This is why some English councils are refusing to open schools on June 1
Eighteen English councils have expressed concern over the government's policy of lifting lockdown at centres of education.
As many as 1,500 primary schools could defy government recommendations as local bodies query the decision to loosen lockdown measures for primary schools during the coronavirus epidemic.
The government has come under increasing pressure in recent days over the decision with teachers, parents, unions and councils questioning the reopening date.
Some have urged the government to reconsider the move, with Patrick Roach, general secretary of the NASUWT saying that he remained unconvinced that a move was either "appropriate or practicable".
Concerns over a sufficient supply of PPE for teachers is among many fears being raised by affected stakeholders.
Parents now face confusion over whether there child's school will be reopened by June or not.
What is the government's plan for schools in England?
Speaking at a public address on May 10 Mr Johnson said that "At the earliest by June 1, after half term, we believe we may be in a position to begin the phased reopening of shops and to get primary pupils back into schools, in stages.”
Mr Johnson said that children in Reception, Year 1 and Year 6 would be the first to be welcomed back, if infection rates were to drop a significant amount and if the government’s five tests were met.
Secondary school are likely to be closed until September, however according to the latest plans from the Westminster Government.
Mr Johnson said: "If we can't do it by those dates, and if the alert level won't allow it, we will simply wait and go on until we have got it right.”
"If there are problems we will not hesitate to put on the brakes."
On May 20 Number 10 said the government remain committed to more children returning to school "as soon as we can".
The PM's spokesman said: "The Department for Education continues to meet with head teachers, teachers and the unions, and we continue to listen to their concerns.
"We have a plan for a cautious phased opening from June 1 and we do want to get more children back into school as soon as we can, but when it's safe."
The Prime Minister said that to support social distancing class sizes would be limited to 15, with staggered break times and frequent hand washing also necessary.
And which councils have said they won't reopen?
Calderdale, Liverpool, Bury and Hartlepool councils have all advised against the reopening of schools on June 1.
Several other local authorities have expressed concern.
Solihull Council, a Conservative-led authority, warned that some schools may not be ready for early June.
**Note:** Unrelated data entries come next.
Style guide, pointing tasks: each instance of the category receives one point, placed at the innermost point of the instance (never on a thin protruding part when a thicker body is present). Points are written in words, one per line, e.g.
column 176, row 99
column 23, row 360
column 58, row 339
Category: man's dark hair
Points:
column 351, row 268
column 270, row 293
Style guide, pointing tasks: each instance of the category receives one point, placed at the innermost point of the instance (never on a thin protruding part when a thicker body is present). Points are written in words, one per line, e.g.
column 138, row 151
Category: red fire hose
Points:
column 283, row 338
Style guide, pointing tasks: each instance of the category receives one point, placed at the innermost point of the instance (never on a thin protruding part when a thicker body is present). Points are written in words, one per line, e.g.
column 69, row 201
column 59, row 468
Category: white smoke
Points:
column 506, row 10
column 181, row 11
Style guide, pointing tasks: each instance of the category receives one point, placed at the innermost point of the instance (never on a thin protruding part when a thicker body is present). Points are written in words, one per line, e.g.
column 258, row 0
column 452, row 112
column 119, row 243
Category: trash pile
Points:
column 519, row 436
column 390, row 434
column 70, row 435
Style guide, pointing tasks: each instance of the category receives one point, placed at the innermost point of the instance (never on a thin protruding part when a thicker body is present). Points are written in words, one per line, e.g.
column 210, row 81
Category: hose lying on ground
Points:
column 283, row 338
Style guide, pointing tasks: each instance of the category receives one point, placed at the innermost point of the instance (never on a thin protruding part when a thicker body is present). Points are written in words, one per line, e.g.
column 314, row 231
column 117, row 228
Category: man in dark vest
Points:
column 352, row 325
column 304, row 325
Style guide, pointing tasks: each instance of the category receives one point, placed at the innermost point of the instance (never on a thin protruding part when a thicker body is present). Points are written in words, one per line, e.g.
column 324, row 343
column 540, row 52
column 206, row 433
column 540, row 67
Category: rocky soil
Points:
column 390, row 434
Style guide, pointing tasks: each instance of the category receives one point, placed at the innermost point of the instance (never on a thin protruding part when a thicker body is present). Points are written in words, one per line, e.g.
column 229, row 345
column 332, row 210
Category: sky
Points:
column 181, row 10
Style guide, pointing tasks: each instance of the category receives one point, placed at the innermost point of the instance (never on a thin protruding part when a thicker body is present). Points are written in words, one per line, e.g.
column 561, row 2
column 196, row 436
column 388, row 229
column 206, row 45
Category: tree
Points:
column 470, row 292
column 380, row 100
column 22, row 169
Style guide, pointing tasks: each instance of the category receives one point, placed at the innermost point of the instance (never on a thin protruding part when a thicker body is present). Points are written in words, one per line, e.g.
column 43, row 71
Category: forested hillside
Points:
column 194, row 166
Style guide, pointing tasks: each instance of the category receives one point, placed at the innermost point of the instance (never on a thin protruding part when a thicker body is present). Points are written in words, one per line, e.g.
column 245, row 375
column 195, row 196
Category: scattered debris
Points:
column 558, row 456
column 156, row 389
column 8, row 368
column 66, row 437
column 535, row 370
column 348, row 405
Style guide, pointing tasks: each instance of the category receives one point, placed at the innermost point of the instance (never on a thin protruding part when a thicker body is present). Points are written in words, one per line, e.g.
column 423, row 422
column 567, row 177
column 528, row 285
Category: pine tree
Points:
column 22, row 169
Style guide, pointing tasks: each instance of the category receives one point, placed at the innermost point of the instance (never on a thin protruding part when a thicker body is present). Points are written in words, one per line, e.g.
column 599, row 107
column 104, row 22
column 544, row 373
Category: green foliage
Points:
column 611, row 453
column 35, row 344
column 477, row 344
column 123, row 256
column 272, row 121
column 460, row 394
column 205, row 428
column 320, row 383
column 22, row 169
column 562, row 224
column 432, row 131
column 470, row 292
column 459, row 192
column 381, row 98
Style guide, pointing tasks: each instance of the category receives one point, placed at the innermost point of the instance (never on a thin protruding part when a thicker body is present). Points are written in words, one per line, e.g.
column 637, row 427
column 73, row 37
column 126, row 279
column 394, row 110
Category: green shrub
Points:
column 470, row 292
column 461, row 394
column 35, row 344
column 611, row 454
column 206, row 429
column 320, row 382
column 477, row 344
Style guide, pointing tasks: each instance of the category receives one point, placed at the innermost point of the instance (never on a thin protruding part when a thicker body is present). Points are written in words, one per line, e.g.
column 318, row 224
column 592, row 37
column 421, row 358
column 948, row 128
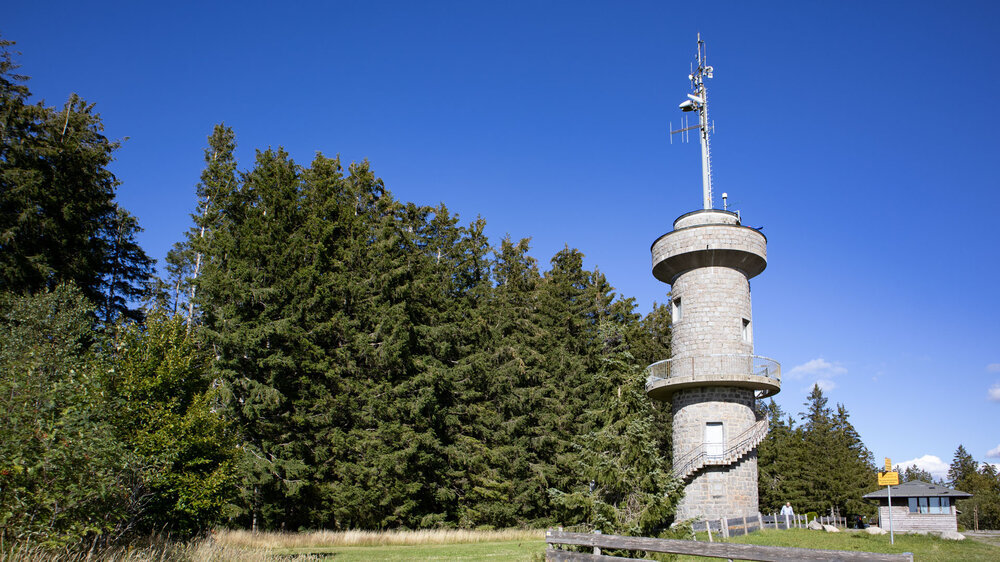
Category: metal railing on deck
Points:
column 718, row 365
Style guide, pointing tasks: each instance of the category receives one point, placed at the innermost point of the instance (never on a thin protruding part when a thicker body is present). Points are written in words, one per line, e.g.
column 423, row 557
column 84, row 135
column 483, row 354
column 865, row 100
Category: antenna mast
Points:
column 698, row 101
Manchester City council meanwhile have said that schools in the area would need to work at their own pace.
Birmingham City Council have also said that it may not be possible to open up all primary schools in line with the government's ambitious aim.
In Yorkshire, Leeds City council have said it would be unrealistic to open up all primary school in the city "from day one".
Stockport Council have said that schools in the area would not open until June 10 at the earliest.
Slough authorities have said that schools would not open in the area until June 8 at the earliest.
Brighton and Hove City council have advised for primary schools only to open when a risk assessment suggested it was "safe to do so".
In Bradford Councillor Imran Khan, said: “Bradford council has no intention of directing schools to open on 1 June".
Many other concerns have expressed concern over safety, but have not yet advised schools to reject the government timeline.
Why are schools refusing to reopen?
a poll from teachers' union NASUWT suggested that only 5% of teachers think it will be safe for more pupils to return to school next month.
In a letter to the Education Secretary, Patrick Roach, general secretary of the NASUWT, said the union remains "unconvinced" that wider reopening of schools from June 1 is "appropriate or practicable".
The survey, of nearly 29,000 NASUWT members across England, found that around nine in 10 teachers believe that social distancing will be impossible, or will present major issues and a similar proportion are not confident that the proposed measures will protect their health or the health of pupils.
It also found that 87% of teachers believe that PPE is essential to protect staff against the virus.
Dr Roach said: "The results of our survey underscore the fact that the Government has thus far failed to win the trust and confidence of teachers about the safety of reopening schools.
"It is now imperative that the Government takes every available opportunity to provide the necessary assurances that teachers are seeking."